Hewlett dan Lamb (2000) mengeksplorasi tingkat kepercayaan dan kasih dalam kelompok pemburu-peramu Aka di Afrika Tengah. Kedekatan fisik dan emosional antara anak-anak dan remaja Aka, merupakan hubungan yang erat dalam orientasi mereka terhadap dunia. Sebaliknya, masyarakat Aka melihat lingkungan mereka sebagai hal yang baik dan mendukung, karena ikatan yang tidak tertutup di antara mereka. Colin Turnbull mengamati realitas yang serupa dengan Mbuti di Afrika, yang biasa menujukan salamnya pada “Hutan Ibu, Hutan Ayah.”

Agrikultur merupakan model pertama dari segala bentuk otoritarianisme sistematik yang mengikutinya, termasuk kapitalisme dan penginisiasian penaklukan terhadap wanita. Perkampungan pertanian awal memiliki jumlah “sebanyak 400 orang” (Mithen, 2000). Kita tahu bahwa perkembangan populasi bukanlah merupakan penyebab dari agrikultur tetapi merupakan hasil darinya; saran-saran semacam ini menjadi dasar dinamis dalam masalah populasi. Hal ini memperlihatkan bahwa masyarakat diorganisir pada jumlah manusia yang betul-betul merasa menjadi korban bagi kepentingan domestikasi. Hal ini mungkin berarti bahwa kita hanya bisa menyelesaikan masalah kelebihan penduduk dengan menghapus akar permasalahan yang menjadi dasar pemisah satu dengan lainnya. Dengan datangnya domestikasi, reproduksi tidak hanya dihargai secara ekonomi; tetapi juga ditawari kompensasi atau konsolasi dari apa yang telah dihapuskan oleh peradaban.

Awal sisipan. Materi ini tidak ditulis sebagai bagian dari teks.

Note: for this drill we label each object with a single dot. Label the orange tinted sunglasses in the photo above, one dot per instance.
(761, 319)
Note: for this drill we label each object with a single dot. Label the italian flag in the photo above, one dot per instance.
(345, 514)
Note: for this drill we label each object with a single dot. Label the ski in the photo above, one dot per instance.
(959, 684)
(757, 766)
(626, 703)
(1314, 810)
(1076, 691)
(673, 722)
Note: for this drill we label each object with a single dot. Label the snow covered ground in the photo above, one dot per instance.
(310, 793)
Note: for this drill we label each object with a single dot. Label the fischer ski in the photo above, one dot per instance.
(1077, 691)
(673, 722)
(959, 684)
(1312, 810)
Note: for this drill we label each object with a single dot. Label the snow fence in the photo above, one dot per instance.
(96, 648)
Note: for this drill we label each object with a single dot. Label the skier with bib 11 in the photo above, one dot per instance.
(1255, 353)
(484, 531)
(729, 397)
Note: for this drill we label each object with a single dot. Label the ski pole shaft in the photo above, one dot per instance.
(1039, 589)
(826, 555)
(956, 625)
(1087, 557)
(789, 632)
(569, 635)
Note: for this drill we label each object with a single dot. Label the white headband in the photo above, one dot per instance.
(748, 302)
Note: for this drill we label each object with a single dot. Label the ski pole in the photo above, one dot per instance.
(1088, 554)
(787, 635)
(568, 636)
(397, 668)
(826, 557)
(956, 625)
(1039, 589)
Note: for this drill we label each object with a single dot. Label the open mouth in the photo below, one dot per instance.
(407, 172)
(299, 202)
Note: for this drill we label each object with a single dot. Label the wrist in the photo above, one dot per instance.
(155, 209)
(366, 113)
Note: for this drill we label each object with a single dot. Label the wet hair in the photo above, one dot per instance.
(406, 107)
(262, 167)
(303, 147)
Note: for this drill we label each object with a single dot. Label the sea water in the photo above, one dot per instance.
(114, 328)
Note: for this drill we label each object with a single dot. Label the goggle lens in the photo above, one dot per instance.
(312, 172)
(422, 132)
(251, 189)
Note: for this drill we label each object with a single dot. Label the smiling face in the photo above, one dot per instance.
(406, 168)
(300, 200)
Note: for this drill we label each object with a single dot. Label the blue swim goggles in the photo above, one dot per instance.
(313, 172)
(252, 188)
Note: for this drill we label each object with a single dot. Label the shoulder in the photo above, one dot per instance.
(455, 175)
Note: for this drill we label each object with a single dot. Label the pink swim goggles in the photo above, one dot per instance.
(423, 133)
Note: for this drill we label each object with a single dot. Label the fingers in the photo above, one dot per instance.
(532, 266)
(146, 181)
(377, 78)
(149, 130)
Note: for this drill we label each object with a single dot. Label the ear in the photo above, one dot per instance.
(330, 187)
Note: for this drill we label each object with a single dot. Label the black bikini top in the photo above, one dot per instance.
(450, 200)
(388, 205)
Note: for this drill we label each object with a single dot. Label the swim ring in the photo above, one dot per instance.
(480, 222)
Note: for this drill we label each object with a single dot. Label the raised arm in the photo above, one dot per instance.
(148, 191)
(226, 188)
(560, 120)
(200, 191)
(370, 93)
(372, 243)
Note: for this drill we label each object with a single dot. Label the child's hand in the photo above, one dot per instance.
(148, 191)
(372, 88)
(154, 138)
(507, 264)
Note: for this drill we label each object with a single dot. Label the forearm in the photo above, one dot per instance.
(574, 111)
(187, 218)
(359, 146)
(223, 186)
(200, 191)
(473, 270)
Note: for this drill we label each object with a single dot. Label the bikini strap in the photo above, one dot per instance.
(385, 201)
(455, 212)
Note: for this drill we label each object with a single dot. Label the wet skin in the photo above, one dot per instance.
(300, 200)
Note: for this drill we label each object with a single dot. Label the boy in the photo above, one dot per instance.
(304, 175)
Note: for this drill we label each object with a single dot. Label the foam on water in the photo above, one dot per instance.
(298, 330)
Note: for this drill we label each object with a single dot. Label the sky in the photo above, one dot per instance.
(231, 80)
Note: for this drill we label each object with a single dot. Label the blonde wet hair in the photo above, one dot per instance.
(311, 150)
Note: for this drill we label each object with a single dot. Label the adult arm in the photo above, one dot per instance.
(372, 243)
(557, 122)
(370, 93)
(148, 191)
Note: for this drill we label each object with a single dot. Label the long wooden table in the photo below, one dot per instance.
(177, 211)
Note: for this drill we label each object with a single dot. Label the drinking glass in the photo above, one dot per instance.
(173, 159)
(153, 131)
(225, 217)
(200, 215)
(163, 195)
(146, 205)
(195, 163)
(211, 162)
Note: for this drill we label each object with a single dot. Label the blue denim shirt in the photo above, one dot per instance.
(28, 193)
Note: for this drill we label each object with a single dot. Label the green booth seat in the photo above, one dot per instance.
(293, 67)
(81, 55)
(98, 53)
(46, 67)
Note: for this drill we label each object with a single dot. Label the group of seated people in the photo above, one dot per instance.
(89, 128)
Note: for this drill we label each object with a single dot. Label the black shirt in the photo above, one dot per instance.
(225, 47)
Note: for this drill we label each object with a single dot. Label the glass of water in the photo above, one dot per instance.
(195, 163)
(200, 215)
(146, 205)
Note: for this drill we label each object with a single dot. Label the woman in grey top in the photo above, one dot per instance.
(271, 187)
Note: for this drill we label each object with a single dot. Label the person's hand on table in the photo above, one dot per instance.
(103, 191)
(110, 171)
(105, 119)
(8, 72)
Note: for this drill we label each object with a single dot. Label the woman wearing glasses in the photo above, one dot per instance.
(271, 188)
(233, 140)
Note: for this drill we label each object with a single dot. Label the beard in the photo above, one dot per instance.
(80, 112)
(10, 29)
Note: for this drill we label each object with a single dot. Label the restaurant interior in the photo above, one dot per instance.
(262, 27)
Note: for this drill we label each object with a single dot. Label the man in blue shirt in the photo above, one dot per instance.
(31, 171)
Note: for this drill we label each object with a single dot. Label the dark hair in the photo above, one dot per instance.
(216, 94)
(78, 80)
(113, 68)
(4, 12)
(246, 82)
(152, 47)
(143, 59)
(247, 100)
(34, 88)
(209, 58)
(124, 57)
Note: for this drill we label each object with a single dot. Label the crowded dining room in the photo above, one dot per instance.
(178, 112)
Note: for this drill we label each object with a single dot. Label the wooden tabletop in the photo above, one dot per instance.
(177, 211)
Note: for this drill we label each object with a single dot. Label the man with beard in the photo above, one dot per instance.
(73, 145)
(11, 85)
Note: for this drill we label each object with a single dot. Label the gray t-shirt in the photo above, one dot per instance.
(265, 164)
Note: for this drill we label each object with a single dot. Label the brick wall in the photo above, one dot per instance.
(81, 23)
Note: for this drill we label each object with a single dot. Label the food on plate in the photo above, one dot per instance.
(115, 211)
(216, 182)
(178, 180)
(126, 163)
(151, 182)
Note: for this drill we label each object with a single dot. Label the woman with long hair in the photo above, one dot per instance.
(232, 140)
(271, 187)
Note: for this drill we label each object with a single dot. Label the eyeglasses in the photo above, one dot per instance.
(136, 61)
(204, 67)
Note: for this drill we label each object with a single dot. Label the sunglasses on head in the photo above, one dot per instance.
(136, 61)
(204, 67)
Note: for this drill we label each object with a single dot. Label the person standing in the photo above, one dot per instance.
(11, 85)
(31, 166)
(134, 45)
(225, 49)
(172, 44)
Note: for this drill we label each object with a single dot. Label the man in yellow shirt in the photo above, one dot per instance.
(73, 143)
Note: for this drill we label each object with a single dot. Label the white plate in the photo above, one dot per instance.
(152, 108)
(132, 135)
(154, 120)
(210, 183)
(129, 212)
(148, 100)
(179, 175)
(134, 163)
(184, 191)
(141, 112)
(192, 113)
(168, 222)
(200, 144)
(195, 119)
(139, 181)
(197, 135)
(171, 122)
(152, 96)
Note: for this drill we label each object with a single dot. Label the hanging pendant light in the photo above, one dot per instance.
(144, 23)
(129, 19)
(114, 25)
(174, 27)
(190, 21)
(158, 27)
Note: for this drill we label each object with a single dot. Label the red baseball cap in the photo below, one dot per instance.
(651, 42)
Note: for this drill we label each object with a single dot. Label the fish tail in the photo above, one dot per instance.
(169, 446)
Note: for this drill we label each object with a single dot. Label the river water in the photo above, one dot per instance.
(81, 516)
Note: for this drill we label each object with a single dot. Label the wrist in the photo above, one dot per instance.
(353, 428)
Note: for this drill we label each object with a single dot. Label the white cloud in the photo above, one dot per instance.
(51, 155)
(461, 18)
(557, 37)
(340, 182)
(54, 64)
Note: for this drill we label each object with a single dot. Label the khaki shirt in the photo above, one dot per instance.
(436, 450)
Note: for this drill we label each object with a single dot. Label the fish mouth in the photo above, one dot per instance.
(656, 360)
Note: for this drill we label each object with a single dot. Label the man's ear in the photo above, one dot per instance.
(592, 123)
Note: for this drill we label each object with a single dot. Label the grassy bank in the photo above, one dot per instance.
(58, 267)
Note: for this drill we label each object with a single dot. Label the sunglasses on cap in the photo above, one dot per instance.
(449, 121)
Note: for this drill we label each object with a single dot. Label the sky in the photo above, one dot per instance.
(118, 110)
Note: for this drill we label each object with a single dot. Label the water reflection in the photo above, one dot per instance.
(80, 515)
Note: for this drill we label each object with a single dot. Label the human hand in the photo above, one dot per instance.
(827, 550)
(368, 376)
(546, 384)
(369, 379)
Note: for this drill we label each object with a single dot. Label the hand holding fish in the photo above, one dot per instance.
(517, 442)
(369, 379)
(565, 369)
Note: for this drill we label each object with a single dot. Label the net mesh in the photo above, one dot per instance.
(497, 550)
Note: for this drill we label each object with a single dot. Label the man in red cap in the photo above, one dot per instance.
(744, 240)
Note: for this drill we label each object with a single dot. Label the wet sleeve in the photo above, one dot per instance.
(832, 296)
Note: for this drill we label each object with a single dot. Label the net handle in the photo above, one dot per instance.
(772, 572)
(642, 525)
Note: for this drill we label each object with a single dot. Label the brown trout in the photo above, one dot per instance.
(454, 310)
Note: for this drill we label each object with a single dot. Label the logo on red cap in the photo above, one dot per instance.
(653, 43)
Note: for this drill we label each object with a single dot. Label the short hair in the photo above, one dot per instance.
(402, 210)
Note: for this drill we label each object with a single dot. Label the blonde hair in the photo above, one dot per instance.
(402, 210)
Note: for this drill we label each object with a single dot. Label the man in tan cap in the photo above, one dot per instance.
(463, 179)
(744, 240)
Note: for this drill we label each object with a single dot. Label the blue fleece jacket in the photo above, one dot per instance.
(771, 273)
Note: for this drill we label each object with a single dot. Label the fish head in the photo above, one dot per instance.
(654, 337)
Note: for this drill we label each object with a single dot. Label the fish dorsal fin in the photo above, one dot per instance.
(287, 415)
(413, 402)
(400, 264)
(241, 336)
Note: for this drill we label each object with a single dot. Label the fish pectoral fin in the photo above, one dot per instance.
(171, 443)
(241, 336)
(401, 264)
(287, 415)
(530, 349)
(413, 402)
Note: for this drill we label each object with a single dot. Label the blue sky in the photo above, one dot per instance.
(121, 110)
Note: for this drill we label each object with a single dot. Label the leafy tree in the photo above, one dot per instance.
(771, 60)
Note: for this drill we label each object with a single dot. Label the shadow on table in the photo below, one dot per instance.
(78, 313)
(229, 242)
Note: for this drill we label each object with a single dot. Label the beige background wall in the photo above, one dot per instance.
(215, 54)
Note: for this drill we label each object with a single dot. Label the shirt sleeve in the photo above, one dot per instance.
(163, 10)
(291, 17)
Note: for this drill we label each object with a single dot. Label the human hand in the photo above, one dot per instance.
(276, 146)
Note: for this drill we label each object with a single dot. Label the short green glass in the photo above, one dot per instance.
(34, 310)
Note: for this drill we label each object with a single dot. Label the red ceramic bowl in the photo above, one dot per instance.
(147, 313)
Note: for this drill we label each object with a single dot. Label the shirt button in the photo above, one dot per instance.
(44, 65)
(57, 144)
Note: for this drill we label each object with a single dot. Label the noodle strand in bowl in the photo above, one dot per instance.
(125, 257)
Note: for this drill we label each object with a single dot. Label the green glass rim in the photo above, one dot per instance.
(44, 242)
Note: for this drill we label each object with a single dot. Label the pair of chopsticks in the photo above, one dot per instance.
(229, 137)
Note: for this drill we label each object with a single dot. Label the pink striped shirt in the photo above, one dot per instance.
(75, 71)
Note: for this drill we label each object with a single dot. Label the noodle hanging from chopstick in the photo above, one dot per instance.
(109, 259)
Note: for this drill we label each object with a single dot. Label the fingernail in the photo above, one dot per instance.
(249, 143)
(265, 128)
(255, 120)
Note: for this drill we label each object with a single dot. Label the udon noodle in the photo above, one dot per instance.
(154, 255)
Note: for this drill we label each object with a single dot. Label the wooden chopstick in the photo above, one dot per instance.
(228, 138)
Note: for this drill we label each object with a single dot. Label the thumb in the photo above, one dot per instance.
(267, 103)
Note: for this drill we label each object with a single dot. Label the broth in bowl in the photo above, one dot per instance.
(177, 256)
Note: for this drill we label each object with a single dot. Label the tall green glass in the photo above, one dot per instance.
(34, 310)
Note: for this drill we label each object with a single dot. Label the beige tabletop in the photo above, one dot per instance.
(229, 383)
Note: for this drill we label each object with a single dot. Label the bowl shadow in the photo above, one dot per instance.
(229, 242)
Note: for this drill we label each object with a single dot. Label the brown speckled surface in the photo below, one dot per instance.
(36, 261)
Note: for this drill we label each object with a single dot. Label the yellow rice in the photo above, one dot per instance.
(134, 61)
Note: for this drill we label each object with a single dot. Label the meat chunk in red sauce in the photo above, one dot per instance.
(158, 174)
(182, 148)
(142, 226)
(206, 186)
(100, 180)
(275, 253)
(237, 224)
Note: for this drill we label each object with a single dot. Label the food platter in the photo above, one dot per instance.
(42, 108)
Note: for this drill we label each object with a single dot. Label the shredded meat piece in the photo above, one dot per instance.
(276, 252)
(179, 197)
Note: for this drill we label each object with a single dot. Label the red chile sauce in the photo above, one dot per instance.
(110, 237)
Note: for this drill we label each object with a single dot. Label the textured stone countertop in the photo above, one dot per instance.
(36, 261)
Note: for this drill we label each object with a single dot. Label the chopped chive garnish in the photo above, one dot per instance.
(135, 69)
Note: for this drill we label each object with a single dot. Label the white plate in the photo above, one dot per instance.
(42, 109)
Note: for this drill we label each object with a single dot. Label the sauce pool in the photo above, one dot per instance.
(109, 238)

Di tengah-tengah pen-standarisasi-an, efek disipliner dari sistem teknologi dan kapital masa kini, kita dihadapkan pada rintangan yang belum pernah dihadapi sebelumnya tentang imaji dan representasi. Simbol telah secara luas berkumpul dengan yang nyata dan yang langsung, baik dalam interaksi perseorangan setiap hari dan dalam percepatan akan punahnya alam. Hal ini secara umum diterima sebagai hal yang mutlak, terutama semenjak menerima diktat kebebasan bahwa pembuatan simbol merupakan hal yang utama, melukiskan kualitas dari manusia. Kita belajar semenjak kecil bahwa semua tingkah laku dan budaya bergantung pada manipulasi simbol; karakteristik inilah yang membedakan kita dari hewan.

Tetapi melihat lebih dekat pada Homo di antara kita, di banyak milenia menantang “kewajaran” dari dominasi simbol dalam hidup kita. New discoveries membuat berita utama dengan frekuensi yang meningkat. Para arkeolog menemukan bahwa lebih dari jutaan tahun yang lalu, manusia sama pintarnya dengan kita–disamping itu fakta bahwa bukti paling awal pada penanggalan aktifitas simbolik (arca, pahatan di gua, artefak, catatan waktu, dll) tercatat hanya pada 40.000 tahun yang lalu. Manusia menggunakan api untuk memasak sekitar 1.9 juta tahun yang lalu; dan membangun serta berlayar dengan kapal sekitar 800.000 tahun yang lalu!

Orang-orang ini pasti sangatlah cerdas; mereka tidaklah meninggalkan jejak nyata dari ide-ide simbolik. Demikian juga walau pun nenek moyang kita semenjak jutaan tahun yang lalu memiliki I.Q. untuk memperbudak sesamanya dan menghancurkan planet, tetapi mereka menahan diri untuk melakukan hal tersebut. peradaban menganjurkan membuat usaha bersama untuk menemukan bukti bahwa simbol digunakan pada awal masa, yang diparalelkan dengan usaha yang gagal dalam dekade terkini untuk menemukan bukti yang akan menjatuhkan paradigma baru antropologi mengenai harmonisasi dan keadaan yang baik dari pra-agrikultur. Sejauh ini, penelitian mereka belum membuahkan hasil.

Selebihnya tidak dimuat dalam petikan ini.